The speedy Darwitz, fifth on the team in scoring last year as a high school junior, is sixth in scoring this season. Big things are expected of her and her line mates — Cammi Granato and Krissy Wendell — as the United States aims to defend its Olympic gold medal next month in Utah.
That line accounted for seven of the 16 goals Tuesday. Granato, team captain again as she was in Nagano, scored twice and assisted four times. Wendell, named Tuesday as USA Hockey's 2001 Female Athlete of the Year, had two goals and five assists.
"We've been playing together now for a couple of months, and we're starting to get that chemistry, you know? Knowing where each other is at all times," Darwitz said. "You still gotta look, make sure. But I love it.
"I think I know my role on the team. On that line, I'm the girl that gets them the puck. And if they get the glory, that's fine. My main thing is we want to win every game, especially in Salt Lake."
Wendell, who centers the line, believes it's that unselfish attitude that leads to success.
"At any time, any of the three of us can end up putting it in the net. It doesn't matter which one," said the 20-year-old Wendell. "All of us are pretty offensive-minded. You can't go wrong with any combination on this line."
Darwitz, 18, is keeping up with her studies through correspondence courses as she did last year while sequestered in Lake Placid, N.Y., during Team USA's first-ever, seasonlong residency program. From a distance, Darwitz and her laptop computer still managed to make the honor roll at Eagan High School.
"I'm missing my high school dances and being with my friends, the whole high school experience," admitted Darwitz. whose father, Scott, is the girls' hockey coach at the school. "When I call home and talk to my friends and they talk about how much fun Saturday's party was and stuff like that, it's tough.
"But I can say, 'We beat Canada last night,' and they can't, so I'm very lucky."
The Chinese did not present as much of a challenge to the Americans as the seven-time defending World Champion Canadians might have provided. But this four-game series with China, which moves to Spokane, Wash., on Thursday for Game Two, should allow U.S. Coach Ben Smith to fine-tune his squad without wearing it down before the Olympic tournament begins Feb. 11.

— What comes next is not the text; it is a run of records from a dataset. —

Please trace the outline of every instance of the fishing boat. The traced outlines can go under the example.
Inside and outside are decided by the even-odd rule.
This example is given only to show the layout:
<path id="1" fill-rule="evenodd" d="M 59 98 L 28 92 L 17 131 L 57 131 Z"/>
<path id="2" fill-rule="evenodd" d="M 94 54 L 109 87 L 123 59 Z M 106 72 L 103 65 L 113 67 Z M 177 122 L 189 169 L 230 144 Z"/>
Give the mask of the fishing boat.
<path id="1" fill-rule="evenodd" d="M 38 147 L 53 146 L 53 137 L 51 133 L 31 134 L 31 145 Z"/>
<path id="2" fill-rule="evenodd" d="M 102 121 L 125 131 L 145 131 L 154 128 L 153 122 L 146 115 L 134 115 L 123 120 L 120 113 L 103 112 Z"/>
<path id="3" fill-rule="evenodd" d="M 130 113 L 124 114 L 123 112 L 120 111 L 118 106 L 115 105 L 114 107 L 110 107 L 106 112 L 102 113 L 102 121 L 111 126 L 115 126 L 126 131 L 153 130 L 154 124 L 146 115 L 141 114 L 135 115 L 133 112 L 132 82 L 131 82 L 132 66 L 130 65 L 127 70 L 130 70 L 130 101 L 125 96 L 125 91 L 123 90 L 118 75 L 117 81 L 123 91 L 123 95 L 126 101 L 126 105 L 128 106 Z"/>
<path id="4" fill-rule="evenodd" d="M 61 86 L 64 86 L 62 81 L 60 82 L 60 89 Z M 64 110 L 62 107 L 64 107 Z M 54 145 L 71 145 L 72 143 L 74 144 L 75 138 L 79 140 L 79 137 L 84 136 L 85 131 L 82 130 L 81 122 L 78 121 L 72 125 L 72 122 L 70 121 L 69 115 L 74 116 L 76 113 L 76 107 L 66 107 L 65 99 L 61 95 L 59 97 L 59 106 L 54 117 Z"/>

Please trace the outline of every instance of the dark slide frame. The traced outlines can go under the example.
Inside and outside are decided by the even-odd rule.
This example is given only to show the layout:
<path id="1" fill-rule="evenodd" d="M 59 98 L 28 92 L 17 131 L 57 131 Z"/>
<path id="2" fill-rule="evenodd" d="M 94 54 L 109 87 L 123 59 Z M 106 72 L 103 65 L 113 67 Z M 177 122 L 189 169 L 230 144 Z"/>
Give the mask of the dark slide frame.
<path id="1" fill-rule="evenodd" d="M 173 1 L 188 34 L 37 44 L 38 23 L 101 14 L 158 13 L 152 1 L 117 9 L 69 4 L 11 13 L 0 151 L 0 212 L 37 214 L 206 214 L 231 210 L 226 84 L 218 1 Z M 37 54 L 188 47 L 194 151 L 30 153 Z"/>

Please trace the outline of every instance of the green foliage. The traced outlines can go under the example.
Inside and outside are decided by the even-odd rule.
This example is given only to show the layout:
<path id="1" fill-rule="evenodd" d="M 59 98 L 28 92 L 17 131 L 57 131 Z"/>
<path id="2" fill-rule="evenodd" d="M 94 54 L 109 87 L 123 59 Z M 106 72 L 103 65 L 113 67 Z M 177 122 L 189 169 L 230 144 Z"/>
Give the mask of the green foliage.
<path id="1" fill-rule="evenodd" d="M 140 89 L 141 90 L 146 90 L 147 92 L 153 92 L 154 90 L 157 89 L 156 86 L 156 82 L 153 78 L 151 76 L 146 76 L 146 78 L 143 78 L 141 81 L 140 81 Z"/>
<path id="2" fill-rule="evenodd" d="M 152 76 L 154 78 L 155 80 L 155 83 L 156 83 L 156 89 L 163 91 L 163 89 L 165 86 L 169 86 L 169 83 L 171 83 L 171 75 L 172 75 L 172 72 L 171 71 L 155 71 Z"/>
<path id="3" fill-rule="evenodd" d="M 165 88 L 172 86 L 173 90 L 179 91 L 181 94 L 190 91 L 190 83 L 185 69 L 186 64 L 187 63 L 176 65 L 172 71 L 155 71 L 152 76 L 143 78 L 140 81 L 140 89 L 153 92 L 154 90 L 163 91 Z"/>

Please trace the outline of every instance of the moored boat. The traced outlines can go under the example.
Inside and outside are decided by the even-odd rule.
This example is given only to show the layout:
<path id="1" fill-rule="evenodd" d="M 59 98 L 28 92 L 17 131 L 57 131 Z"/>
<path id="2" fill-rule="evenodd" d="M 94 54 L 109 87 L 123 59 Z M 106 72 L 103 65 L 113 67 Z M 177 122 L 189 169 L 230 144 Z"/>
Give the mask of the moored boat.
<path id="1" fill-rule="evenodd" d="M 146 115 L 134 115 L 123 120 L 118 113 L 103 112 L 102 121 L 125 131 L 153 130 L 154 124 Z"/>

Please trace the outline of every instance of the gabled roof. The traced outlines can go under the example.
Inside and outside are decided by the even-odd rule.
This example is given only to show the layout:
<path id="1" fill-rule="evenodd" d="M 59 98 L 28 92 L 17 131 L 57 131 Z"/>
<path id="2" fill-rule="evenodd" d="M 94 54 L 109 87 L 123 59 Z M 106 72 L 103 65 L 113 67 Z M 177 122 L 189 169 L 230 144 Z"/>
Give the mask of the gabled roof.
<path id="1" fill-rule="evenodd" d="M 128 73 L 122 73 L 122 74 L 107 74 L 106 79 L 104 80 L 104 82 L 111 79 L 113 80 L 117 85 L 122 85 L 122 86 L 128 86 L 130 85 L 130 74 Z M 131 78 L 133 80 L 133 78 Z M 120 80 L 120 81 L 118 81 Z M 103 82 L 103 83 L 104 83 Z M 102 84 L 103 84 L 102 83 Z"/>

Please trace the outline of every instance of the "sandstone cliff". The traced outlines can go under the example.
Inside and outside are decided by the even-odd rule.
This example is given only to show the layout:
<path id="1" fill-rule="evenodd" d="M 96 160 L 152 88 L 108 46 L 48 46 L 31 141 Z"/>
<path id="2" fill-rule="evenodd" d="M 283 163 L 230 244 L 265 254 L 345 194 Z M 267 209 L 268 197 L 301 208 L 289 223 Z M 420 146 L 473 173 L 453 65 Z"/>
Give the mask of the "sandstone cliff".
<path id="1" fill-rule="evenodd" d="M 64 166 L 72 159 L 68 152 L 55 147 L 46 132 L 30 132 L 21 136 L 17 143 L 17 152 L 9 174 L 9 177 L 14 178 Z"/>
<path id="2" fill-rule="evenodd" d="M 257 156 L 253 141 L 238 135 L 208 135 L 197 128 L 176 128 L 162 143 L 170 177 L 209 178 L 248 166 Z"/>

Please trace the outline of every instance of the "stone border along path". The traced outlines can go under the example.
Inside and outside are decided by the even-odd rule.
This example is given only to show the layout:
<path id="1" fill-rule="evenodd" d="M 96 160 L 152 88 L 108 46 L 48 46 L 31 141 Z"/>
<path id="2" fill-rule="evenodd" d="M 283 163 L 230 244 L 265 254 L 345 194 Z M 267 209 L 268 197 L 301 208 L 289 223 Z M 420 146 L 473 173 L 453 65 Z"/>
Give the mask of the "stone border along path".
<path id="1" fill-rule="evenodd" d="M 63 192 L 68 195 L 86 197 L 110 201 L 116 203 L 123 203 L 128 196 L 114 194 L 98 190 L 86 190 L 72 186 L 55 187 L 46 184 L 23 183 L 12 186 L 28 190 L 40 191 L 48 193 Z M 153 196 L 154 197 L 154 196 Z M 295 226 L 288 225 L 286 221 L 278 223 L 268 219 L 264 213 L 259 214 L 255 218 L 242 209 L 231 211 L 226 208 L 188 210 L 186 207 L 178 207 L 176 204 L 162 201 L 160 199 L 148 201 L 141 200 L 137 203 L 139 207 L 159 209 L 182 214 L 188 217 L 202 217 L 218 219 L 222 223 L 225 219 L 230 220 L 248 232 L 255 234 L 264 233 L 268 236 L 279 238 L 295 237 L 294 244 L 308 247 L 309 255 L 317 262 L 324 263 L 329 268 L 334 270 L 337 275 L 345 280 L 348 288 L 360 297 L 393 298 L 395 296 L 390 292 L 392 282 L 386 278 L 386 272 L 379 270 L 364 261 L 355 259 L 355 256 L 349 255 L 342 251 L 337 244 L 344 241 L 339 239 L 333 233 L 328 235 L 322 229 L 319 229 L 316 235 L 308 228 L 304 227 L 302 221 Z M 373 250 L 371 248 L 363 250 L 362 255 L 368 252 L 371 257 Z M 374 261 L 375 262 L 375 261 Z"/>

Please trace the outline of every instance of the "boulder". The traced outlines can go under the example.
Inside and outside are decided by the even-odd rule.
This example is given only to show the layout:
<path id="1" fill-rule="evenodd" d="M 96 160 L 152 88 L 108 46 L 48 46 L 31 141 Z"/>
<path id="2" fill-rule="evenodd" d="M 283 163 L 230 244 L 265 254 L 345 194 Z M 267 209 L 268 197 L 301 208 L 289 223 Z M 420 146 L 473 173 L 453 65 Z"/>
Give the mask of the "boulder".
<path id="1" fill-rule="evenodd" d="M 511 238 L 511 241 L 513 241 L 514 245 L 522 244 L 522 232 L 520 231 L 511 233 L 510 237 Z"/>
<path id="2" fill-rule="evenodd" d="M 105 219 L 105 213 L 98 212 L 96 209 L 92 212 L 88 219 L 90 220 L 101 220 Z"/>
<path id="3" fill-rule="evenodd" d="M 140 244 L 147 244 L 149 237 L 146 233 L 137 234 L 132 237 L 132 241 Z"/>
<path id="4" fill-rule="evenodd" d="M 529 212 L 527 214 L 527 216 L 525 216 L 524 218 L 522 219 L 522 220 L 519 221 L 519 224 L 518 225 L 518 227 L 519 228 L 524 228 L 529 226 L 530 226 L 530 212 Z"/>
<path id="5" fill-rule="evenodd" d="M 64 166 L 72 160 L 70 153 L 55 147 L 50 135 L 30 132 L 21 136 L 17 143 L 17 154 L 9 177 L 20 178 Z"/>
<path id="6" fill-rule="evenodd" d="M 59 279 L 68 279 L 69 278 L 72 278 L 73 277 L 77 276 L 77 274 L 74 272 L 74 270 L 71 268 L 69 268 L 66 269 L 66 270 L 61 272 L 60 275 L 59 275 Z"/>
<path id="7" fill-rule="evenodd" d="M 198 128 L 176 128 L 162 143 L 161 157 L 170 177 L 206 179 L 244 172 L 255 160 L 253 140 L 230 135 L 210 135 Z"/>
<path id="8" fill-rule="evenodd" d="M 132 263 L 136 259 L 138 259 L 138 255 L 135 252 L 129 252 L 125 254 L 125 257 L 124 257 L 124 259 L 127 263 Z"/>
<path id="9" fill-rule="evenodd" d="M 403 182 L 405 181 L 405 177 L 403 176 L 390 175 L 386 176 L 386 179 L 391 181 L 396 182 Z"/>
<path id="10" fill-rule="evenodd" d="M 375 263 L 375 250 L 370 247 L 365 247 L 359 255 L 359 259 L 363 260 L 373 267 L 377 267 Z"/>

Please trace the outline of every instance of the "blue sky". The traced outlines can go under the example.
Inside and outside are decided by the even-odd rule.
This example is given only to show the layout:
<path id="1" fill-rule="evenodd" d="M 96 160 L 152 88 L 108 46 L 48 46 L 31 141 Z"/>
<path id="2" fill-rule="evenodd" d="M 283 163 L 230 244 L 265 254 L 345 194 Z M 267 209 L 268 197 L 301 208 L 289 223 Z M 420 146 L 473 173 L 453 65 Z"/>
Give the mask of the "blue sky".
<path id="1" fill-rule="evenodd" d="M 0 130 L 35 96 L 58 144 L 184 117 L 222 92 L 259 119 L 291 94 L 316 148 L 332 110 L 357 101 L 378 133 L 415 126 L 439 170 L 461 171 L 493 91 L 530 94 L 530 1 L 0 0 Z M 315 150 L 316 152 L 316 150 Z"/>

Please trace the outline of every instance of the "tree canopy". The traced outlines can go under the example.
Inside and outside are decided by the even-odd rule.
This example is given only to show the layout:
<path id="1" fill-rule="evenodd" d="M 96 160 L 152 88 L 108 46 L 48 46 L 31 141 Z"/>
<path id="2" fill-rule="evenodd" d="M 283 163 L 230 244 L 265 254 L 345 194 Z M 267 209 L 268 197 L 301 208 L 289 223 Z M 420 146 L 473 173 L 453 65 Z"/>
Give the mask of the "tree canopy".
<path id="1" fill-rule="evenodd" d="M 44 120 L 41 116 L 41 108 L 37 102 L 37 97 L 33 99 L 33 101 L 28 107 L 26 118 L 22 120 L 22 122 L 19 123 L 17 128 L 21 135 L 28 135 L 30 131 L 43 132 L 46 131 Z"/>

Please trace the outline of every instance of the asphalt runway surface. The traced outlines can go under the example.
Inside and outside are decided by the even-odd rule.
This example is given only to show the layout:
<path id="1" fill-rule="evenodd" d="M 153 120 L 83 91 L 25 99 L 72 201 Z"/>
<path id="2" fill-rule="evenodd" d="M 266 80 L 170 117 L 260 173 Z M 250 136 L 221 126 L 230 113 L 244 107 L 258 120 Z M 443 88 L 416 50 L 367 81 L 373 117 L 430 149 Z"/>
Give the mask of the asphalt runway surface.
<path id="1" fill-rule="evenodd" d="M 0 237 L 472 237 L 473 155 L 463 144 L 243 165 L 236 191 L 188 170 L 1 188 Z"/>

"I think they've made some gains since we saw them last (in September). I think they've had some good training up in Minnesota," Smith said of the Chinese, who will be seeded sixth in the Olympic tournament and will play the United States Feb. 14 in Provo.
The Americans will be seeded second in the Olympics but have played well enough against top-seeded Canada this season — eight wins in eight games — to wrest the "favorite" label away from Team Canada.
But whether she returns home with a gold or silver medal, or even an unexpected bronze, Darwitz will be the BOOC — Big Olympian On Campus — when she returns to Eagan High to finish her education. She is on schedule to graduate with her class this spring.
"Being on the Olympic team just means so much, knowing your work paid off and all the people who helped you, it all paid off," Darwitz said. "I'm doing it for them. I'm doing it for my family."
Darwitz, so the story goes, predicted as a 5-year-old that she would compete in the Olympics. But she downplays that bit of foresight now.
"I was just being a kid," she said. "I didn't even know there was girls' hockey. I was like, 'Mom, I want to be in the Olympics' because I would watch it on TV, and I said 'I'm going to go.' And she was like, 'Well, Natalie, they don't have hockey for women,' and I said, 'Well, I'll play with the boys, then.' "
Darwitz did play on boys' teams as a youngster and didn't stop until she was in the eighth grade. By that time, the growth of women's hockey had paralleled her own development and there was a high school girls' varsity team for her to join. As an eighth-grader on that squad, she led the state in scoring and was named the Minneapolis Star-Tribune Player of the Year.
The Olympic hockey tournament begins Feb. 11 at the E Center and the Peaks Ice Arena. The Americans' first game will be Feb. 12 against Germany at the E Center.